Da qui l’esame delle censure rivolte ai singoli articoli del Codice del turismo. Così, ad esempio, secondo i giudici della Corte Costituzionale, l’articolo 2, che contiene i «princìpi sulla produzione del diritto in materia turistica» e pone le condizioni per l’intervento legislativo dello Stato nella stessa materia, si configura come disposizione del tutto nuova che, pur nella intenzione di adeguare la normativa ai principi fissati dalla giurisprudenza costituzionale, incide su rapporti tra Stato e Regioni in materia turistica e fuoriesce pertanto dai limiti della delega. Analogamente, lo stesso ragionamento viene condotto in tema di turismo accessibile – art. 3 -, sulle semplificazioni degli adempimenti amministrativi per le agenzie di viaggio – art. 21 – e sull’attività di assistenza del turista – art. 68 -.

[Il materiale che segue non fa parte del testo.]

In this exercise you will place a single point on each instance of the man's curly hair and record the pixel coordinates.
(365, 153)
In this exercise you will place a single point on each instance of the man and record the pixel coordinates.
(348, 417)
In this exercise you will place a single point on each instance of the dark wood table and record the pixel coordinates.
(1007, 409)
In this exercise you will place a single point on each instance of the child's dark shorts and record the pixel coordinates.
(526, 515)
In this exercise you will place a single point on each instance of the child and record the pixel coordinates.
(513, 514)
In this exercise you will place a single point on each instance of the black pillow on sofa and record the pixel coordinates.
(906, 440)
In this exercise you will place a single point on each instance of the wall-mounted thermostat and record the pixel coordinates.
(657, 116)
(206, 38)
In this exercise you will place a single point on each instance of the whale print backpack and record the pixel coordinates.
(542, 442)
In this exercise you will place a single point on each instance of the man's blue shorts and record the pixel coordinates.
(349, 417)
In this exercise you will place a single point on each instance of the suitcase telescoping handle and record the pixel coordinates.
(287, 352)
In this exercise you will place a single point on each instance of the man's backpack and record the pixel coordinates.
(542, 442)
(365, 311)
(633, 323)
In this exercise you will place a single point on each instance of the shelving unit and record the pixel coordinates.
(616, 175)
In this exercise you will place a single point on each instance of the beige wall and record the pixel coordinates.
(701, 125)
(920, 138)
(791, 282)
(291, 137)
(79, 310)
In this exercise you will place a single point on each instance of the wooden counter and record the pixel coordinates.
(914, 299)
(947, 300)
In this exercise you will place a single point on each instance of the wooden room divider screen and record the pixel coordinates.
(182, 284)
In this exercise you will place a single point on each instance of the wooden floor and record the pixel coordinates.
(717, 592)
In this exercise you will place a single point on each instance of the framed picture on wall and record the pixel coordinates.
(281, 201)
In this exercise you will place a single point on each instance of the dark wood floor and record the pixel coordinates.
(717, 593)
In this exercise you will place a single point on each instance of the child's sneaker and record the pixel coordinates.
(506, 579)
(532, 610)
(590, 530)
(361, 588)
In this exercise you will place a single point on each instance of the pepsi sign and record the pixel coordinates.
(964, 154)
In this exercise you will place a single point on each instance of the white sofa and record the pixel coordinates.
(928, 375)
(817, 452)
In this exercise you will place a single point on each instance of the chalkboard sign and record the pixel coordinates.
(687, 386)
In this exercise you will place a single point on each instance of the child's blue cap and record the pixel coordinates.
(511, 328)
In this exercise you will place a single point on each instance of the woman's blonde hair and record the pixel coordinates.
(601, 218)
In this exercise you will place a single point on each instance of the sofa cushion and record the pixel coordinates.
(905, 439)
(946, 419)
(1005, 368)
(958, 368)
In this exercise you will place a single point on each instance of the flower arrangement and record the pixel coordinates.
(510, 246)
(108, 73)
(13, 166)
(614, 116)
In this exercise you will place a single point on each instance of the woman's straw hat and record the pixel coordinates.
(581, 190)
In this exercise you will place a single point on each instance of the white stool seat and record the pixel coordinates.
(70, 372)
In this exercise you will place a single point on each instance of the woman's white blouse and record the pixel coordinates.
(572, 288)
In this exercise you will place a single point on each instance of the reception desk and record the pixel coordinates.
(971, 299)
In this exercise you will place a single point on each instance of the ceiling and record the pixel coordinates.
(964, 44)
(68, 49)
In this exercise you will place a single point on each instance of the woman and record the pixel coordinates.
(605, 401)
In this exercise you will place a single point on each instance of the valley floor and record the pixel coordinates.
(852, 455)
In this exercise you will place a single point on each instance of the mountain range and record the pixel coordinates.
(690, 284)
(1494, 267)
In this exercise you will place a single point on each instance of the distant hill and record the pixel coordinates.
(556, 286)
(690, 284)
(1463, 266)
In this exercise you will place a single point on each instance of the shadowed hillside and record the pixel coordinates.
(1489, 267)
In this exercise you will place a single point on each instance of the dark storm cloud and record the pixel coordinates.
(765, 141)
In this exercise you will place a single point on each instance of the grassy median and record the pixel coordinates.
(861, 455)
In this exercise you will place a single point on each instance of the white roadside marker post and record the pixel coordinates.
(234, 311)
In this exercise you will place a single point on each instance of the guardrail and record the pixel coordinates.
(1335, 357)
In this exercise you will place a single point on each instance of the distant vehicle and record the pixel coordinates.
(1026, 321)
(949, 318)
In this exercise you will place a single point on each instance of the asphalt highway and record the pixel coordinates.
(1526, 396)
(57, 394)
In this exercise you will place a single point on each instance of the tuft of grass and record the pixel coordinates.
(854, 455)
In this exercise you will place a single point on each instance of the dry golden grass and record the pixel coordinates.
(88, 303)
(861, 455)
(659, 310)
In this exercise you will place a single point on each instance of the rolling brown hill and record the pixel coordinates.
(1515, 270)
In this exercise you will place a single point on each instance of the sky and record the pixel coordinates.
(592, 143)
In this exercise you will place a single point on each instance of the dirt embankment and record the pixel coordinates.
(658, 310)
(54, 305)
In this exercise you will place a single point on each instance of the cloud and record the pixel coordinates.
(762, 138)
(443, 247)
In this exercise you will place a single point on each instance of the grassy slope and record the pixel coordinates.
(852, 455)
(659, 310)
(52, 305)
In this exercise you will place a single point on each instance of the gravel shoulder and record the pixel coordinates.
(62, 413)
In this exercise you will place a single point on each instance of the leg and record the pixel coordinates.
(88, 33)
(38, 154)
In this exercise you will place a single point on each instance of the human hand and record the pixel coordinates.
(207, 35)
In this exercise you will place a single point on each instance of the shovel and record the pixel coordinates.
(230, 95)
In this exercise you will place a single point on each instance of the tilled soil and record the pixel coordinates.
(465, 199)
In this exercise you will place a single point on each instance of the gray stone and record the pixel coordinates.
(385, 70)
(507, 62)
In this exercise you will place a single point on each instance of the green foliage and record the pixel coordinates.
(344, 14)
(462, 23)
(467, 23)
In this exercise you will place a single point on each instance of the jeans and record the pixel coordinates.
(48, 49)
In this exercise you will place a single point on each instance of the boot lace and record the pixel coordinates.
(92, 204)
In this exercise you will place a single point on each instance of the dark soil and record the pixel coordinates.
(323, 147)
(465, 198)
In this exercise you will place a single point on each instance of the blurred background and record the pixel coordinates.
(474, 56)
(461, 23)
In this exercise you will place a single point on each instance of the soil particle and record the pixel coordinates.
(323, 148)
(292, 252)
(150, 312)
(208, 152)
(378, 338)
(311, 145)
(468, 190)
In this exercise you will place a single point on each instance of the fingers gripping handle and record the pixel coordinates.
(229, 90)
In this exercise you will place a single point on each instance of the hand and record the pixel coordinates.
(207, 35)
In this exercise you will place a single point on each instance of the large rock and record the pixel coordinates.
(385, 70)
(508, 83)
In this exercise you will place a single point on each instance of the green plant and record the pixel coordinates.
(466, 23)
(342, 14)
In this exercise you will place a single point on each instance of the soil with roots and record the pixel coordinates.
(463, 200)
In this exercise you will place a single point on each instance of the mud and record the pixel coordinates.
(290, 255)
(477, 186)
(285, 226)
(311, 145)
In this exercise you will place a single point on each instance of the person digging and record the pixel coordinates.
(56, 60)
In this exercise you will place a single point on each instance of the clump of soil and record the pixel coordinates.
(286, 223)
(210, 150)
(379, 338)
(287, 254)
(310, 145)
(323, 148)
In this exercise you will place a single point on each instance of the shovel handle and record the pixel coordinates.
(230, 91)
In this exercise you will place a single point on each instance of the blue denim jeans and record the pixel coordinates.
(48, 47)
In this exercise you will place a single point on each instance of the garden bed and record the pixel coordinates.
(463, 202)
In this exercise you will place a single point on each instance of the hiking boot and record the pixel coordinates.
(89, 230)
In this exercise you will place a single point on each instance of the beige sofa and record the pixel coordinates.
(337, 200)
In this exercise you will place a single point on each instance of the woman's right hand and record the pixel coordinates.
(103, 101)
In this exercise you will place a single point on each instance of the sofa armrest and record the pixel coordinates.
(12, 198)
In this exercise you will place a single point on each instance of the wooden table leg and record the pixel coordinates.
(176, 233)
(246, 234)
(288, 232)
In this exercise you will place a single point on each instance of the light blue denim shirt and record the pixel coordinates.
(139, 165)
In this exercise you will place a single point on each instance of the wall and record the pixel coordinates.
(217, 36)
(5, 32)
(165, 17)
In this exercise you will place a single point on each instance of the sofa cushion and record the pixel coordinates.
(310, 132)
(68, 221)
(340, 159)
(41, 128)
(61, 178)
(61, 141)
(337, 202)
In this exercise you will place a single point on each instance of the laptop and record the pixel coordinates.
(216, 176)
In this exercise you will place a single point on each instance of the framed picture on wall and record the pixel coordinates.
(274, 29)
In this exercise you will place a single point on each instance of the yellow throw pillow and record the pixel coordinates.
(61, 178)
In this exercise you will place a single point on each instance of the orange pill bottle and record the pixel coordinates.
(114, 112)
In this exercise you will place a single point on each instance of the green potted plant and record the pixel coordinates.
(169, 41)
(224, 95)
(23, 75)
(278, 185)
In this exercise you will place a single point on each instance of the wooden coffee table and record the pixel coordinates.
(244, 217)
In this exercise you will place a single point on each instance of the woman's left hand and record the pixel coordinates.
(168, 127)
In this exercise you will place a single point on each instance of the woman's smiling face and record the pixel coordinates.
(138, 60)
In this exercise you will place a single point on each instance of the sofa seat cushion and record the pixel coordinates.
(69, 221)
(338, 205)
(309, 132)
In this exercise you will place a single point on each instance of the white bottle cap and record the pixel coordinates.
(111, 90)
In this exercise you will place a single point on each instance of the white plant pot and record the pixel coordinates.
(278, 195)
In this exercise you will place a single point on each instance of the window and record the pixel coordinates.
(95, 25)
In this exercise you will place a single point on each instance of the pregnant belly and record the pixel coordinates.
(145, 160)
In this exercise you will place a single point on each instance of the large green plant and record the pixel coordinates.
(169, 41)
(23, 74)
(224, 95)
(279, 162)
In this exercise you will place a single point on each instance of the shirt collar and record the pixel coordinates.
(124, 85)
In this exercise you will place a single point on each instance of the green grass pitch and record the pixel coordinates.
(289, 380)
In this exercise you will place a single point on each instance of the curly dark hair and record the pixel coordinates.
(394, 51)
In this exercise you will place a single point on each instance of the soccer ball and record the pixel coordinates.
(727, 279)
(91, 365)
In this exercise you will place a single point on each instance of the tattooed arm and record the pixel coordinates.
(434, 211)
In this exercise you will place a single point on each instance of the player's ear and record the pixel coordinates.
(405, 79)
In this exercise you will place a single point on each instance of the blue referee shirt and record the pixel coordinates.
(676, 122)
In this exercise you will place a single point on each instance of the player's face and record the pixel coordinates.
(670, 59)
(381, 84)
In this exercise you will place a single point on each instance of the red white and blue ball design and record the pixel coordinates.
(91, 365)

L’articolo 8, contenendo una classificazione delle strutture ricettive, accentra in capo allo Stato compiti e funzioni attribuiti alle Regioni e alle Province autonome. Del tutto simile la valutazione della Consulta per l’art. 10 che contiene una classificazione degli standard qualitativi delle imprese turistiche ricettive e per l’art. 18 che contiene «definizioni» in materia di agenzie di viaggio e turismo
Si tratta di vedere, a questo punto, come il Governo intenderà procedere, insieme alle Regioni, per fare in modo che la nuova regolamentazione del settore turistico non rimanga lettera morta a pochi mesi dalla sua adozione.